La cancelación del programa de Jimmy Kimmel no es una escaramuza más de la tediosa guerra cultural. Es algo más peligroso: un ejemplo del uso del poder político para castigar la sátira
NotMid 21/09/2025
OPINIÓN
DAVID MEJÍA
La cancelación del programa de Jimmy Kimmel no es una escaramuza más de la tediosa guerra cultural. Es algo más peligroso: un ejemplo del uso del poder político para castigar la sátira. De qué manera tan extraña ha mutado la cultura de la cancelación: la antorcha no la portan universitarios santurrones ni aprensivos ejecutivos de empresa, sino el mismísimo Jefe del Estado.

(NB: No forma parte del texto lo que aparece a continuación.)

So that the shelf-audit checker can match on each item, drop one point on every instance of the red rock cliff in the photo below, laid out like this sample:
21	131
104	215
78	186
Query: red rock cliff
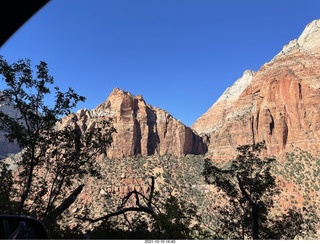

Lo que dolió no fue el inocuo chiste sobre los usos políticos del asesinato de Charlie Kirk, sino el remate en el que Kimmel se mofaba del infantilismo y la falta de empatía de Donald Trump. No fue una falta de respeto al fallecido, ni mucho menos discurso de odio; fue una burla al presidente. Pero estamos ante un líder democrático con la fragilidad y reflejos de un dictatorzuelo: el tipo duro resultó ser un quejica.
Por desgracia no podemos hablar de un caso aislado: la cadena CBS anunció hace unos meses que no renovaría el programa de Stephen Colbert, otra voz crítica de la franja nocturna. También entonces se justificó la decisión apelando a la rentabilidad y los índices de audiencia, pero la realidad ratifica la trama política: la FCC (Comisión Federal de Comunicaciones) ha afirmado que las licencias de emisión están condicionadas a que las cadenas no se alejen de la narrativa preferida por el presidente.

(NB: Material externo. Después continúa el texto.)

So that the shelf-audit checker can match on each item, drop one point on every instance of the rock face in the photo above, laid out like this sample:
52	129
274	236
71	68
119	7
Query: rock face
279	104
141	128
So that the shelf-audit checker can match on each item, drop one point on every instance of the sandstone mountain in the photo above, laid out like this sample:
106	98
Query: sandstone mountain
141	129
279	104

La comparación con el Macartismo es inevitable. Pero McCarthy era un senador de Wisconsin, no el presidente. Sí, desató el «temor rojo», el pánico nacional ante la amenaza comunista, creando una atmósfera tóxica de denuncia y provocando el ostracismo y el encarcelamiento de cientos de americanos inocentes. Pernicioso, sin duda, pero diferente. Además, McCarthy podía adornar su infame caza de brujas con la excusa de la seguridad nacional. Trump ni siquiera busca un pretexto patriótico. Su guerra contra los cómicos, los periodistas y los medios no es en defensa de la república, sino de su propio ego. Cuando el estado castiga a quien se burla del jefe, el jefe y el estado se hacen indistinguibles.
La corte trumpista celebra estos movimientos como una reacción justa contra a las élites que, dicen, llevan décadas silenciándolos. Pero olvidan que la censura nunca se sacia con el enemigo y que siempre se justifica con el pretexto de defender la verdad. Quizá olvidan también que el poder no permanece siempre en mano amiga. O quizá esa sea su apuesta: que no haya manos a las que traspasarlo. Quien no teme el efecto boomerang es porque confía en que no haya viaje de retorno.